The industry pushed back on Biden's remarks. Following the White House event, Julie Anna Potts, president of the North American Meat Institute, a leading meatpacking industry group said Monday the White House was ignoring the number one challenge facing the meatpacking industry: labor shortages.

"Press conferences and using taxpayer dollars to establish government-sponsored packing and processing plants will not do anything to address the lack of labor at meat and poultry plants and spiking inflation across the economy," Potts said in a statement to CNBC.

"The Administration wants the American people to believe that the meat and poultry industry is unique and not experiencing the same problems causing inflation across the economy, like increased input costs, increased energy costs, labor shortages and transportation challenges," said Potts. "Consumers know better."

Accompanied by Attorney General Merrick Garland and Agriculture Secretary Tom Vilsack, Biden detailed an effort underway at USDA to allocate around $1 billion in Covid relief funds to support independent meatpackers and lower barriers of entry to the industry.

While the White House billed the event as a major "announcement" of an "action plan," most of the individual pieces that make up the plan have already been announced, some as early as July of last year.

They include approximately $375 million in gap financing grants to assist independent meat processors in expanding their capacity in order to better compete with the industries dominant players.

The plan also includes $100 million in loan guarantees to private lenders, which the USDA hopes will help make up to $1 billion of new lending available immediately to help build new food storage and distribution infrastructure. These loan guarantees were first announced in December of last year.

Another $275 million will be allocated towards closing an existing credit gap for independent meatpackers, according to a White House fact sheet released Monday. This money appears to be part of a $500 million block of funds that was first announced by Vilsack in July of last year.

Another element of Biden's action plan involves greater coordination between the Department of Justice and the Department of Agriculture to crack down on illegal anti-competitive practices across the food industry.

Garland and Vilsack announced Monday that within 30 days a new online portal will be launched for the public to report potential violations of market competition laws.

The politics of inflation

On a broader level, however, the White House effort to blame big meatpackers for food price inflation has its roots at least partly in politics.

Polls consistently show that inflation is Americans' biggest economic concern. Public anger about high prices has helped to drive Biden's approval ratings down to record lows in recent months.

It also helped contribute to the collapse late last month of Biden's signature domestic spending bill, the Build Back Better Act.

After passing the House last year, the legislation fell apart in the Senate when Sen. Joe Manchin, a conservative Democrat from deep-red West Virginia, cited inflation as a chief reason he could not support the approximately $1.75 trillion bill, which contained transformative investments in the social safety net and renewable energy.

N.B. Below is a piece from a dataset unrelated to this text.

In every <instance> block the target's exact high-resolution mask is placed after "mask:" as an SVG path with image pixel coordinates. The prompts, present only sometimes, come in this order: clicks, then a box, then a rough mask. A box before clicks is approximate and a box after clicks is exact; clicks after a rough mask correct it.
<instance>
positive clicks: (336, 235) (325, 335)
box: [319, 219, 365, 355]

Yet economists say there is little Biden can do in the short term to turn around inflationary trends that are driven by pandemic-fueled economic shifts and disruptions around the world.

Meanwhile, Biden's own administration recently admitted that the surge in meat and poultry prices was being driven by the same factors that are driving price hikes everywhere else: high demand, fewer available workers and a global supply chain struggling to recover from two years of pandemic.

USDA's food-at-home index, which tracks consumer food prices, said in its report last month that the price of meat, poultry and eggs was "driven up by strong domestic and international demand, labor shortages, supply chain disruptions, and high feed and other input costs."